Fallas 2019 | Tercer festejo de la Feria de Valencia

Nivel alto de San Román y Collado

  • El mexicano, herido en el gemelo derecho y el valenciano, que consigue el único trofeo tras cornada interna, dan una buena imagen

  • Interesante novillada de la ganadería sevillana de El Parralejo, marcada por la movilidad

Román Collado fue herido cuando entraba a matar a su segundo novillo, al que cortó una oreja. Román Collado fue herido cuando entraba a matar a su segundo novillo, al que cortó una oreja.

Román Collado fue herido cuando entraba a matar a su segundo novillo, al que cortó una oreja. / Juan Carlos Cárdenas / Efe

El tercer festejo de Fallas –segunda y última novillada– fue accidentado, con una cornada por el novillo que abría plaza, que dejó fuera de liza a Diego San Román; un tercero, que se partió una mano y una cogida dramática a Borja Collado, que quedó colgado de un pitón una eternidad en la suerte suprema y salió vivo de milagro.

La ganadería sevillana de El Parralejo, bien presentada en conjunto y de desiguales hechuras, dejó una buena nota en una de sus plazas, Valencia, donde ha triunfado en varias ocasiones con ejemplares de vuelta al ruedo. De juego dispar, con el denominador común de la movilidad, destacó el primero, que fue ovacionado en el arrastre.

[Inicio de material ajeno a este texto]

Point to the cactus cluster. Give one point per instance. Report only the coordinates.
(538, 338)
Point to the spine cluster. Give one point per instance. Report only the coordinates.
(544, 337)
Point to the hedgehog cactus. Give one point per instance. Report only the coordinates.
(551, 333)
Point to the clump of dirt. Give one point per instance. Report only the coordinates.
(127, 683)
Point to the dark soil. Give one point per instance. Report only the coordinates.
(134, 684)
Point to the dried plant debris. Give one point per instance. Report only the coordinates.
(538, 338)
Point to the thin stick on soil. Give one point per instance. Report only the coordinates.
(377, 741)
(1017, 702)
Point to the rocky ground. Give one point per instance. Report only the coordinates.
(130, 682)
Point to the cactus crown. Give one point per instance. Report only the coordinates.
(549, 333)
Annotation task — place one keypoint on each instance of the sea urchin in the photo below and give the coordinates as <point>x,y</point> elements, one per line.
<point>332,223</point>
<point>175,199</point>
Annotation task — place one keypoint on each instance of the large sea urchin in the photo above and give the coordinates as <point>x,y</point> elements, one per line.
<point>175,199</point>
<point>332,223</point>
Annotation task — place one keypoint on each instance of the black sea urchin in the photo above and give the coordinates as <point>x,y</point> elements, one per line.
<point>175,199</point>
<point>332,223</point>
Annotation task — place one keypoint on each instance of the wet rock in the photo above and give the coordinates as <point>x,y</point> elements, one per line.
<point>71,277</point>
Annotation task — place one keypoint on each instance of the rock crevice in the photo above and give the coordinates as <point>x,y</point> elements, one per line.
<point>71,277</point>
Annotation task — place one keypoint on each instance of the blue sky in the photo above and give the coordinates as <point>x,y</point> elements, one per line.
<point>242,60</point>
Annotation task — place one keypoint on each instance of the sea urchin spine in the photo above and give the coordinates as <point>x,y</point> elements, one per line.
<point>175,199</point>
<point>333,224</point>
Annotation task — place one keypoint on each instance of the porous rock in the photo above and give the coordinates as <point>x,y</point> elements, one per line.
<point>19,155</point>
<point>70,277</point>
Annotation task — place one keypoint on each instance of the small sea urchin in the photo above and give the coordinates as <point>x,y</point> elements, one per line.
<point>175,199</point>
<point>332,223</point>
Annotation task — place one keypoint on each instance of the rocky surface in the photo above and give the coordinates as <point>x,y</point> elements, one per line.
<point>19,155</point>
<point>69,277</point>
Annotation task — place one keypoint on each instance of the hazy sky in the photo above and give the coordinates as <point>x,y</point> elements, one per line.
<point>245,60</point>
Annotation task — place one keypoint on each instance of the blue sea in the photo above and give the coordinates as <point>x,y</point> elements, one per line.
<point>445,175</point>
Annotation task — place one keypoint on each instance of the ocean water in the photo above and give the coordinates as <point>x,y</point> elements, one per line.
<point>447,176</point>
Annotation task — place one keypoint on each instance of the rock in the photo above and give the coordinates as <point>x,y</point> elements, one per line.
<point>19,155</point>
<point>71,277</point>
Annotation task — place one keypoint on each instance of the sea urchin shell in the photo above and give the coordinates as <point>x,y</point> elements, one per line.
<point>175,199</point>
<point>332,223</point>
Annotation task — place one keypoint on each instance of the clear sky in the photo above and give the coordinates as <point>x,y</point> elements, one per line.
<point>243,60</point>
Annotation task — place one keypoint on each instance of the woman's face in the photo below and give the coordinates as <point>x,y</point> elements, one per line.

Ese primero, colorao, ojo de perdiz, muy encastado, con movilidad y fea pelea en varas, fue sumamente exigente. Precisaba un torero con agallas y lo tuvo enfrente:el mexicano Diego San Román, quien con quietud y variedad sorprendió con el capote. Con la muleta también apostó muy fuerte. Comenzó de rodillas toreando con la diestra. No se arredró y prácticamente fue arrollado. Logró una buena serie diestra y por ese lado sufrió un pitonazo en el gemelo derecho. El de Querétaro continuó en el ruedo sin cojear, entre tanto la sangre le llegaba hasta la zapatilla. La obra, por actitud y aptitud, era de premio, pero falló con la espada y únicamente pudo recoger una ovación camino de la enfermería, donde fue operado y no pudo salir como deseaba a lidiar a su otro oponente.

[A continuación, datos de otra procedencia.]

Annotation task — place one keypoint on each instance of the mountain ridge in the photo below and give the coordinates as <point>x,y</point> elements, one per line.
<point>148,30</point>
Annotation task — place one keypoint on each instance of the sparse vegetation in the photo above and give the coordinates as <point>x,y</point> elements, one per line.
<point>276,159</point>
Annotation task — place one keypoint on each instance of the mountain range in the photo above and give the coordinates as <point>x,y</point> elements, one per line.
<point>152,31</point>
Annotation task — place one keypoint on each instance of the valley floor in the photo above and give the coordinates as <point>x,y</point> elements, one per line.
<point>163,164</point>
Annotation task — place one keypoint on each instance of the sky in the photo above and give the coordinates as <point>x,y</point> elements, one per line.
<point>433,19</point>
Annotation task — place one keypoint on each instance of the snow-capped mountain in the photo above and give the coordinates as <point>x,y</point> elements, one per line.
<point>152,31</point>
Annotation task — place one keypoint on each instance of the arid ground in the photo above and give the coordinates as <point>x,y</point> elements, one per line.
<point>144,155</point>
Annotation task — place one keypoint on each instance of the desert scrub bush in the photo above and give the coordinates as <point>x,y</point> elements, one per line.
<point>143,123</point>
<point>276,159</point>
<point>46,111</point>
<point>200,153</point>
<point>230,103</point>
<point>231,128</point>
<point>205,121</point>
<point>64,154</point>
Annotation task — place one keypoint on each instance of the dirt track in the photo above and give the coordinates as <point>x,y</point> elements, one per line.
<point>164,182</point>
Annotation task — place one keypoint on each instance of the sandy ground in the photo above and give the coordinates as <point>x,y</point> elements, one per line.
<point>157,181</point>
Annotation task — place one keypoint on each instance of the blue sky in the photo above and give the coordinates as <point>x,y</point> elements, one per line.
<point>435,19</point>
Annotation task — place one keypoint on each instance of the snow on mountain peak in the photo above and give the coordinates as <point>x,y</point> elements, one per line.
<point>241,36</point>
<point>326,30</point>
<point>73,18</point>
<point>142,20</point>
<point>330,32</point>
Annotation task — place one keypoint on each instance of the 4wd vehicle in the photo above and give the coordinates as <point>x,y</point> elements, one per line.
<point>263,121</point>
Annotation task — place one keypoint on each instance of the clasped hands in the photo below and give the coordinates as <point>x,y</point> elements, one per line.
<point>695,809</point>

Borja Collado triunfó con buen toreo y jugándose el pellejo a la vez. Al quinto, otro novillo exigente, que derribó en varas, lo recibió con una larga cambiada de rodillas en la que se tiró a la piscina para no ser cogido. Buenos apuntes con el capote, con el que desplegó variedad durante la tarde. Con la muleta realizó una faena con algunos muletazos con gusto, especialmente al natural para cerrar con unas manoletinas de infarto. Se tiró con fe en la suerte suprema y quedó colgado de un pitón, a la altura del abdomen, durante una eternidad. Cayó el novillo tras el espadazo y fue premiado con una merecida oreja, que paseó sin chaquetilla y con signos de la paliza tremenda que había recibido. En la enfermería le descubrieron una pequeña cornada en la zona inguinal.

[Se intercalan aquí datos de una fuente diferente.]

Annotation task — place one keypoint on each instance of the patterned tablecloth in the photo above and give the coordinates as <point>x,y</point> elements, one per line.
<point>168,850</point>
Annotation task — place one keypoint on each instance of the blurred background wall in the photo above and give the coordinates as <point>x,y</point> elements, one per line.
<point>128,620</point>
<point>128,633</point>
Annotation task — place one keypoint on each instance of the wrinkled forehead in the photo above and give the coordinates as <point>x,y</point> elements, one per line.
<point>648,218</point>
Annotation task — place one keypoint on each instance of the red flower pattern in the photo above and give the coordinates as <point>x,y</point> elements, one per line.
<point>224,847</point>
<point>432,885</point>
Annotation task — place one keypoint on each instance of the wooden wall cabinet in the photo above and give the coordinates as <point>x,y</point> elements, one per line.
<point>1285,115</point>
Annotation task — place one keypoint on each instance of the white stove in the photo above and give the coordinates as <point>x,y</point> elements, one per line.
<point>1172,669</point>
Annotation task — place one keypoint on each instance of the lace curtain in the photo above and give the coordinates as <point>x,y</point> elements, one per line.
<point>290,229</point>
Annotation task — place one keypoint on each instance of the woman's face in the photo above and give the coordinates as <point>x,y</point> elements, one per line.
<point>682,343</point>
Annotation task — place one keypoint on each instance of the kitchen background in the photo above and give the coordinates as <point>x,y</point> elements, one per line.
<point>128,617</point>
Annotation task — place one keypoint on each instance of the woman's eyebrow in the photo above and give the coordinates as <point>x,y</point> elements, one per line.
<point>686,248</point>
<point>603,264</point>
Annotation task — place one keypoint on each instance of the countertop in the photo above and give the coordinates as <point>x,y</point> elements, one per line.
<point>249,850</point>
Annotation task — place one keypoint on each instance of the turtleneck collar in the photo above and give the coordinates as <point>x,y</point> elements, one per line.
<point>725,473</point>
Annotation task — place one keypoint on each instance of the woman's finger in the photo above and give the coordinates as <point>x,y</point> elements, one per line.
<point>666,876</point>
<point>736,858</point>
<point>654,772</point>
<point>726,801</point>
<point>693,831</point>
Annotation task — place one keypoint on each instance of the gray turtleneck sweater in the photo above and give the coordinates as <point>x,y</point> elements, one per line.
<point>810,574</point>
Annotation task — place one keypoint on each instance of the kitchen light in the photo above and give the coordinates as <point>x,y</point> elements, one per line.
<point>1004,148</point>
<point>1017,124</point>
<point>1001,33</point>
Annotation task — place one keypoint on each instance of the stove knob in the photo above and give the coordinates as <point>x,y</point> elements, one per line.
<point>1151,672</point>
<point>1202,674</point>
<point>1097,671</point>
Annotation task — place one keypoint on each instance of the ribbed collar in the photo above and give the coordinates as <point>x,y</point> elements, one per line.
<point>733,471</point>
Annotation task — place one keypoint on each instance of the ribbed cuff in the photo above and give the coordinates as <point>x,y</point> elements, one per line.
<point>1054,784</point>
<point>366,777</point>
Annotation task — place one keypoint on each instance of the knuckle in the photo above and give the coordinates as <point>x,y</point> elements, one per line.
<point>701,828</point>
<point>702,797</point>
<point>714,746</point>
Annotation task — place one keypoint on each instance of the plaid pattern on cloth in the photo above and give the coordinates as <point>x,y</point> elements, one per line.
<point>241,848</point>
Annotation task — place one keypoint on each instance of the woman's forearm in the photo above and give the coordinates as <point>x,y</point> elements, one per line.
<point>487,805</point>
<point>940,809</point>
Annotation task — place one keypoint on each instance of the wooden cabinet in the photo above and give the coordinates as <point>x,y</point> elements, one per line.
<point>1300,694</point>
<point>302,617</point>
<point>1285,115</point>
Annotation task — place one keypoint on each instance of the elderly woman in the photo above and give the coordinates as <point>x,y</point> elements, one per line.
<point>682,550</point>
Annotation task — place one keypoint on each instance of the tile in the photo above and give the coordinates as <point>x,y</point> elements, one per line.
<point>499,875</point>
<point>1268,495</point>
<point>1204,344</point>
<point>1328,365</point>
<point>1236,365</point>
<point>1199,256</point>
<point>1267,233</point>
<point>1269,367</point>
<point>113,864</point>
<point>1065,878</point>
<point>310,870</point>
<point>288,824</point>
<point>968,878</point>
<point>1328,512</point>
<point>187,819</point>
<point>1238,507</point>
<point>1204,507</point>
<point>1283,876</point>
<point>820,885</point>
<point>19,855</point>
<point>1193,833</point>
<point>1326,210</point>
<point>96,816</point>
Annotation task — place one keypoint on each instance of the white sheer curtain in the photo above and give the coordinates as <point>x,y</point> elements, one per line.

En su primero, Borja Collado tuvo muy mala suerte. El animal, con clase, se partió la mano en el comienzo de faena y tuvo que cortar el trasteo. Con anterioridad, en el segundo, se marcó un quite por limpias y brillantes gaoneras que resultó lo más destacado de la tarde en el toreo de capa.

Miguelito tuvo que estoquear tres novillos y, con coraje y todavía el oficio tierno, no llegó a aprovechar del todo al manso y manejable segundo, con el que sufrió un susto a la hora de matar. Caló en el público y dio una vuelta al ruedo. El valenciano realizó una labor bulliciosa ante su segundo, que pese a tres volteretas, tuvo buen fondo y con el que no llegó a acoplarse. Ycon el que cerró plaza, que iba a su aire, se entregó –lo recibió hasta con cuatro largas cambiadas de rodillas–, pero no pudo conseguir frutos.

Espectáculo muy entretenido y desgraciadamente accidentado, con buena materia prima de El Parralejo y dos toreros que sacaron nota y fueron heridos:el queretano Diego San Román y el valenciano Borja Collado.